28 En toen de midjanietische kooplieden voorbijkwamen, trokken zij Josef uit de put omhoog, en verkochten hem voor twintig zilverstukken aan de Jisjmaëlieten, die Josef naar Egypte voerden.
Or, plusieurs marchands madianites vinrent à passer, qui tirèrent et firent remonter Joseph de la citerne, puis le vendirent aux Ismaélites pour vingt pièces d’argent. Ceux ci emmenèrent Joseph en Égypte.
29 Toen Ruben weer naar de put kwam, maar Josef niet meer in de put was, scheurde hij zijn kleren.
Ruben revint à la citerne et voyant que Joseph n’y était plus, il déchira ses vêtements,
30 Hij liep terug naar zijn broers, en riep: De jongen is weg, wat moet ik nu gaan beginnen!
retourna vers ses frères et dit: "L’Enfant n’y est plus et moi, où irai je?"
31 Nu namen zij het kleed van Josef, slachtten een geitebokje, en doopten het kleed in het bloed.
Ils prirent la robe de Joseph, égorgèrent un chevreau et trempèrent la robe dans son sang;
32 Ze stuurden het kleurige kleed naar hun vader, en lieten hem zeggen: Dit hebben we gevonden; zie eens, of dit het kleed van uw zoon is, of niet?
puis ils envoyèrent cette tunique à rayures, qu’on apporta à leur père en disant: "Voici ce que nous avons trouvé; examine si c’est la tunique de ton fils ou non."
33 Hij herkende het en zei: Het is het kleed van mijn zoon; een wild beest heeft hem verslonden; ach, Josef is in stukken gescheurd!
II la reconnut et s’écria: "La tunique de mon fils!
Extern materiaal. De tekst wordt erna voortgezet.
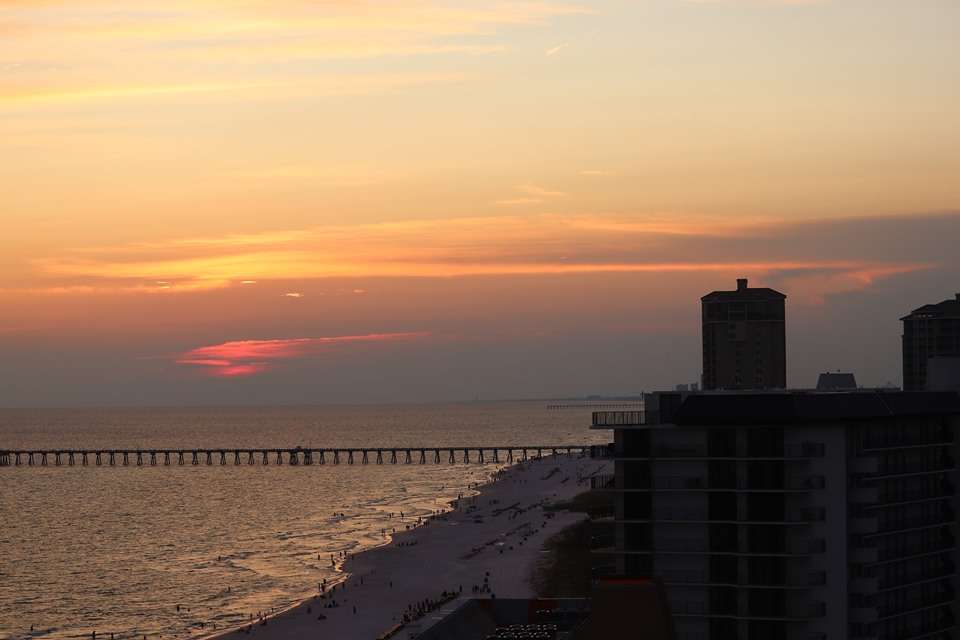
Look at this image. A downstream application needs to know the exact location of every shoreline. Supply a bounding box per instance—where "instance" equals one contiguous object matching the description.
[210,455,605,640]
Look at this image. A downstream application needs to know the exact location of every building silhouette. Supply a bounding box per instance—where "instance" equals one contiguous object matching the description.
[900,293,960,391]
[701,278,787,390]
[593,391,960,640]
[817,371,857,391]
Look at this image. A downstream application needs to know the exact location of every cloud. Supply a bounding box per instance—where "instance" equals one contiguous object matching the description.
[517,184,567,198]
[0,0,591,107]
[544,42,570,56]
[494,184,567,207]
[175,332,429,378]
[494,198,543,207]
[24,210,944,299]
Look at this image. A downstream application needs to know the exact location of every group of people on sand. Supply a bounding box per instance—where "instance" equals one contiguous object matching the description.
[401,587,463,624]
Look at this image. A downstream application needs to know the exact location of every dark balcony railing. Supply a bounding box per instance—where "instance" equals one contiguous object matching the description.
[670,601,827,621]
[877,589,956,620]
[590,473,616,489]
[632,535,826,556]
[873,560,957,591]
[618,442,826,460]
[593,411,646,427]
[863,508,956,539]
[658,569,827,589]
[864,480,956,509]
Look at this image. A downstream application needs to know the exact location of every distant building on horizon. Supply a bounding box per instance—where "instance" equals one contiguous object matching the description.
[700,278,787,391]
[900,293,960,391]
[817,371,857,391]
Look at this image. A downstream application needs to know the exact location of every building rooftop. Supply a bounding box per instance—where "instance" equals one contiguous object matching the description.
[817,371,857,391]
[700,278,787,302]
[900,293,960,320]
[672,391,960,426]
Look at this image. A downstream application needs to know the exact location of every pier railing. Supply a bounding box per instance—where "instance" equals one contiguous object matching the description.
[0,445,606,467]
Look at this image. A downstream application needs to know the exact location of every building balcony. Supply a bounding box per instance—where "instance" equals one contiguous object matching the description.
[887,620,957,640]
[593,411,647,428]
[877,566,957,593]
[591,535,827,557]
[854,461,957,486]
[657,570,827,590]
[861,536,956,568]
[861,508,956,540]
[860,432,954,453]
[615,442,826,461]
[670,601,827,622]
[593,507,826,526]
[851,480,956,516]
[591,475,826,493]
[877,589,956,622]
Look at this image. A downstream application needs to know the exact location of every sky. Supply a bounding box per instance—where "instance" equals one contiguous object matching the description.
[0,0,960,407]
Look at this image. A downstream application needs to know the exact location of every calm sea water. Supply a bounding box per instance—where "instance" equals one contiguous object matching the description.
[0,402,604,640]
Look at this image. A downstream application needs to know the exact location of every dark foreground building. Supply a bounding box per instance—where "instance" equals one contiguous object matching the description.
[700,279,787,390]
[593,391,960,640]
[900,293,960,391]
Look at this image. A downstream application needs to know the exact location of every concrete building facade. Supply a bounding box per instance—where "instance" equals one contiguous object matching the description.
[593,391,960,640]
[900,293,960,391]
[701,279,787,390]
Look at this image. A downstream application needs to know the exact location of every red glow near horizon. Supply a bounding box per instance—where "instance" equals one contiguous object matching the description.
[176,332,429,378]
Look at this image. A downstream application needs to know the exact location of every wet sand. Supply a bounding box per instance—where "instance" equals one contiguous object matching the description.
[218,456,604,640]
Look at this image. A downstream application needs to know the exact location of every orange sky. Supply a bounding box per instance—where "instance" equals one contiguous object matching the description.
[0,0,960,406]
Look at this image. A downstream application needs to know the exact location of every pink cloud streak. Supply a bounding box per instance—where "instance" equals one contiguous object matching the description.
[175,332,429,378]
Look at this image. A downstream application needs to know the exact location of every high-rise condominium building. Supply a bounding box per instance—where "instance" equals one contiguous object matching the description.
[900,293,960,391]
[593,391,960,640]
[701,279,787,390]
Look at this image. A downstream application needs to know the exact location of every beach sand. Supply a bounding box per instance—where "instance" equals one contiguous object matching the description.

Une bête féroce l’a dévoré! Joseph, Joseph a été mis en pièces!"
34 En Jakob scheurde zijn kleren, deed een zak om zijn lenden, en treurde lange tijd om zijn zoon.
Et Jacob déchira ses vêtements et il mit un cilice sur ses reins et il porta longtemps le deuil de son fils.
35 Al zijn zonen en dochters kwamen hem troosten; maar hij wilde geen troost. Want hij sprak: Treurend daal ik naar mijn zoon in het dodenrijk af. Zo bleef zijn vader om hem wenen. (Sheol h7585)
Tous ses fils et toutes ses filles se mirent en devoir de le consoler; mais il refusa toute consolation et dit: "Non! Je rejoindrai, en pleurant, mon fils dans la tombe!" Et son père continua de le pleurer. (Sheol h7585)
36 Intussen hadden de Midjanieten Josef in Egypte verkocht aan Potifar, een hoveling van Farao, en overste van de lijfwacht.
Quant aux Madianites, ils le vendirent en Égypte à Putiphar, officier de Pharaon, chef des gardes.